Specification of radiotherapy protocol.

radiotherapy_days Optional[dict]

Dictionary mapping days (since initial time) to radiotherapy doses.

chemotherapy_specifications Optional[List[ChemotherapySpecification]]

List of chemotherapy protocols.

t_initial datetime

Initial time of the simulation.

fd_stencil_backward_coeff List[Tensor]

Backward finite-difference coefficients for each axis.

fd_stencil_central_coeff List[Tensor]

Central finite-difference coefficients for each axis.

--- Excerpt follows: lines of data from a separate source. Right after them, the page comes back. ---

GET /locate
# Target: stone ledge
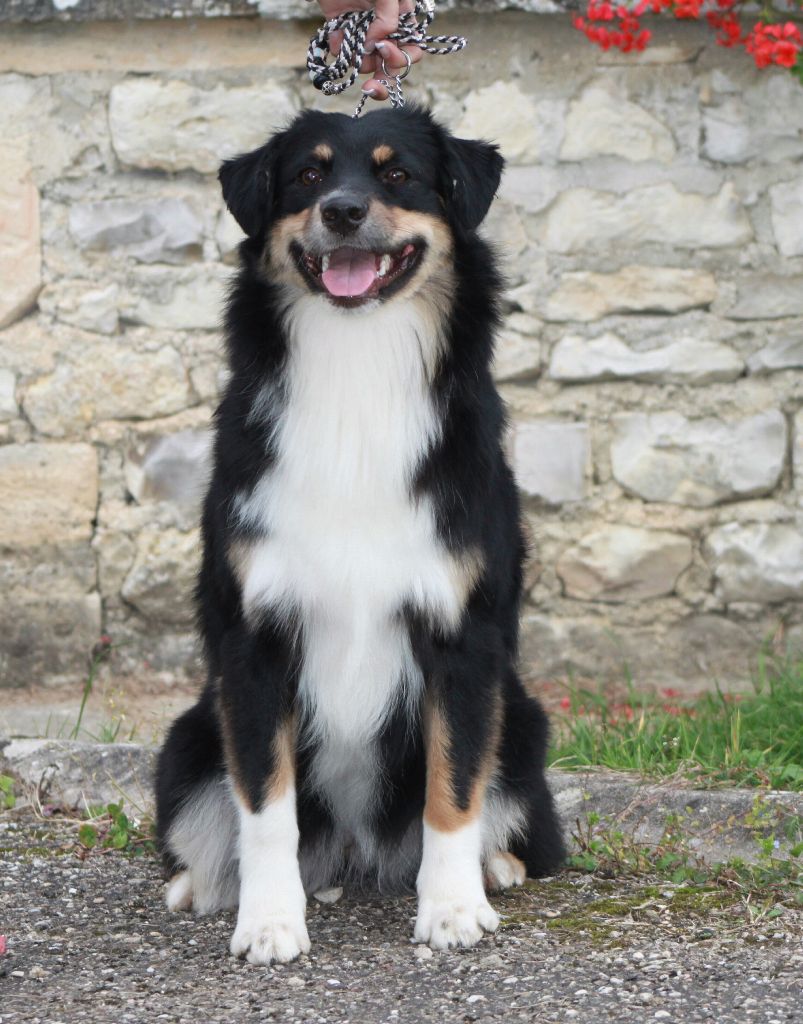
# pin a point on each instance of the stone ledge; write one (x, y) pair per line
(119, 10)
(76, 774)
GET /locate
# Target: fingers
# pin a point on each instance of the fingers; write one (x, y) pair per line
(394, 60)
(385, 19)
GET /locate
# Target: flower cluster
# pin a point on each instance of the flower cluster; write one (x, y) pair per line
(626, 36)
(619, 26)
(777, 44)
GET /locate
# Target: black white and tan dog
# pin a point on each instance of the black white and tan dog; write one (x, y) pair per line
(364, 720)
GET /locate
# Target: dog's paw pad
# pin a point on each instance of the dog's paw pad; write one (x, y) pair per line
(278, 939)
(179, 892)
(504, 870)
(444, 924)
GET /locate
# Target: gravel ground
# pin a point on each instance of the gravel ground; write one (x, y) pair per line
(89, 940)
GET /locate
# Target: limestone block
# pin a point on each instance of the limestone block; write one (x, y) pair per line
(159, 230)
(228, 235)
(187, 299)
(585, 296)
(503, 114)
(763, 122)
(624, 563)
(174, 468)
(551, 460)
(603, 125)
(30, 346)
(582, 218)
(517, 351)
(107, 379)
(170, 125)
(81, 304)
(47, 637)
(161, 581)
(48, 494)
(20, 261)
(665, 457)
(765, 296)
(783, 352)
(757, 561)
(787, 200)
(696, 649)
(8, 408)
(607, 357)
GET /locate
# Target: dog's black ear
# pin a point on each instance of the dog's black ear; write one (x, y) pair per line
(471, 175)
(248, 185)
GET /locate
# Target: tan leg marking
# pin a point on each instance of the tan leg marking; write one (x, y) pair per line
(440, 807)
(382, 154)
(284, 774)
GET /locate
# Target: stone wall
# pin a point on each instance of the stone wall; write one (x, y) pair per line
(651, 217)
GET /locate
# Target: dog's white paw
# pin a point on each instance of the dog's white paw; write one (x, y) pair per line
(277, 938)
(504, 870)
(447, 923)
(179, 892)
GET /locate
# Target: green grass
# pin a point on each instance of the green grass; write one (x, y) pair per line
(755, 738)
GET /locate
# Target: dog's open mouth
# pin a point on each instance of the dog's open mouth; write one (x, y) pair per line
(351, 276)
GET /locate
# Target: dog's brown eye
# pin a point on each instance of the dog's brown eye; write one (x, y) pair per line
(394, 175)
(310, 176)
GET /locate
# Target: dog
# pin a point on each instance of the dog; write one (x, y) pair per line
(364, 721)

fd_stencil_forward_coeff List[Tensor]

Forward finite-difference coefficients for each axis.

device device

The device on which to perform computations (e.g., CPU or GPU).

Methods:

Name Description
__init__

Initializes the model with parameters and treatment specifications.

forward

Computes the rate of change of tumor density at a given time step.

callback_step

Applies treatment effects (e.g., radiotherapy) and ensures constraints on the tumor density.

_compute_laplacian

Computes the spatial Laplacian of the tumor density field.

_backward_slice

Extracts the backward slice along a given axis.

_central_slice

Extracts the central slice along a given axis.

_forward_slice

Extracts the forward slice along a given axis.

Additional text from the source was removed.